Wahyu SK | 4 Desember 2024, 18:40 WIB
Tim Hukum Maximus-Peggi Ungkap Dugaan Kecurangan di Pilkada Mimika Berupa Penggelembungan Suara

AKURAT.CO Tim Hukum Calon Bupati Mimika Maximus Tipagau-Peggi Patrisia Pattipi (MP3) mengungkap dugaan pelanggaran serius yang dilakukan penyelenggara pemilu di Distrik Tembagapura, Kabupaten Mimika.

Dalam dokumen tersebut terlihat adanya penggelembungan suara untuk pasangan calon nomor urut 03 di TPS 906.

Di mana seharusnya calon nomor urut 03 mendapatkan suara hanya 102, namun berubah menjadi 370.

"Relawan kami menemukan C1, di mana suara 03 digelembungkan sebanyak 268 suara pada Distrik Tembagapura TPS 906. C1 tersebut sudah tercoret-coret dan sudah di-tipex," kata Tim Hukum Pasangan MP3, Siti Fatonah Nurul Hidayah, dalam keterangan yang diterima di Jakarta, Rabu (4/12/2024).

Menurutnya, hal tersebut merupakan manipulasi suara yang sangat jahat dilakukan oleh penyelenggara.

Baca Juga: Sampaikan Pidato Kemenangan, Maximus-Peggi Serukan Perdamaian dan Persatuan di Mimika

Ia menduga, tak menutup kemungkinan ada TPS-TPS lain dengan metode yang sama untuk mendongkrak suara salah satu paslon tertentu.

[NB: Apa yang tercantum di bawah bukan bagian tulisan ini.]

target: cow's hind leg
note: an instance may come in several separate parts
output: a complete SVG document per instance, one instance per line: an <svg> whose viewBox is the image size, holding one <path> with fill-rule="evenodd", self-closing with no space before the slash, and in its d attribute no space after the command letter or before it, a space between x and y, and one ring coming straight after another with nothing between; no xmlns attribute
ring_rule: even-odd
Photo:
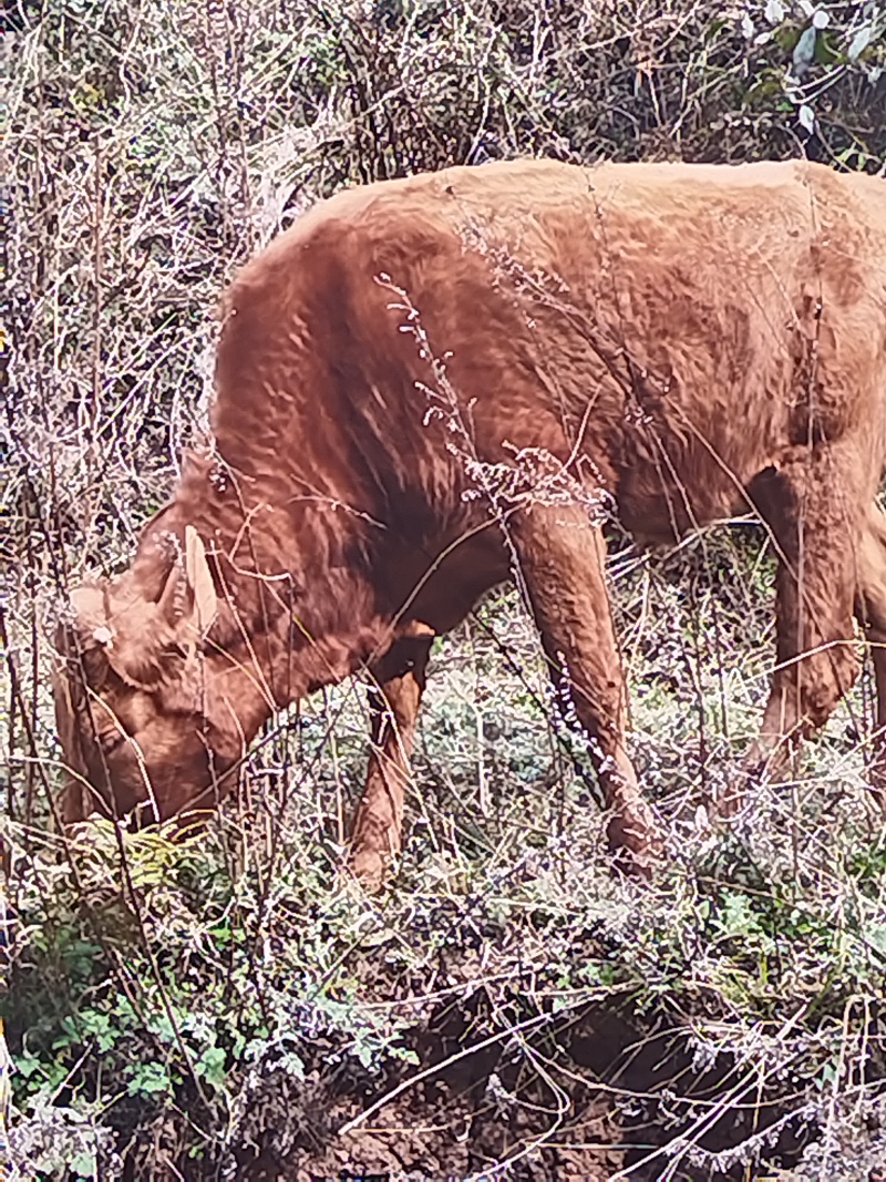
<svg viewBox="0 0 886 1182"><path fill-rule="evenodd" d="M877 680L877 733L873 739L871 790L886 814L886 517L873 504L859 547L855 613L867 634Z"/></svg>
<svg viewBox="0 0 886 1182"><path fill-rule="evenodd" d="M858 456L797 449L761 476L751 495L778 550L776 668L760 738L744 773L784 766L795 742L830 716L858 674L853 606L866 512ZM731 812L742 788L722 801Z"/></svg>
<svg viewBox="0 0 886 1182"><path fill-rule="evenodd" d="M512 520L512 537L555 687L568 694L591 739L611 811L610 845L623 866L647 873L660 842L625 746L626 694L602 532L579 507L534 505Z"/></svg>
<svg viewBox="0 0 886 1182"><path fill-rule="evenodd" d="M372 668L372 746L350 856L351 870L367 889L382 885L387 864L400 851L403 801L432 641L430 629L412 624Z"/></svg>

"Ini tidak menutup kemungkinan ada indikasi di TPS-TPS lain juga melakan hal yang sama. Jika penyelenggara-penyelenggara melakukan hal-hal yang tidak dibenarkan oleh aturan perundang-undangan, hal ini bukan pelajaran baik tentang demokrasi Kabupaten Mimika saat ini maupun ke depan," jelas Nurul.

Dirinya juga mengingatkan bahwa manipulasi suara bukan hanya pelanggaran moral, tetapi juga tindak pidana yang dapat dikenai sanksi berat.

"Perlu ditekankan kembali bahwa perbuatan mengubah atau memanipulasi suara adalah tindak pidana, dan sanksinya penjara sebagaimana yang diatur pada Pasal 178E Undang-Undang Nomor 10 Tahun 2016," bebernya.

Selain itu, Nurul menjelaskan, persoalan ini bukan karena pihaknya dirugikan.

Baca Juga: Masyarakat Kampung Iwaka Siap Perjuangkan Maximus-Peggi Pimpin Kabupaten Mimika

Namun bagaimana pilkada di Kabupaten Mimika ini berjalan sesuai dengan koridornya tanpa ada keberpihakkan.

"Ini bukan soal menang kalah, tetapi bagaimana semua pihak berkompetisi secara sportif, dan jurdil. Agar Kabupaten Mimika bisa maju dan menjalankan demokrasi sesuai amanat undang-undang," pungkas Nurul.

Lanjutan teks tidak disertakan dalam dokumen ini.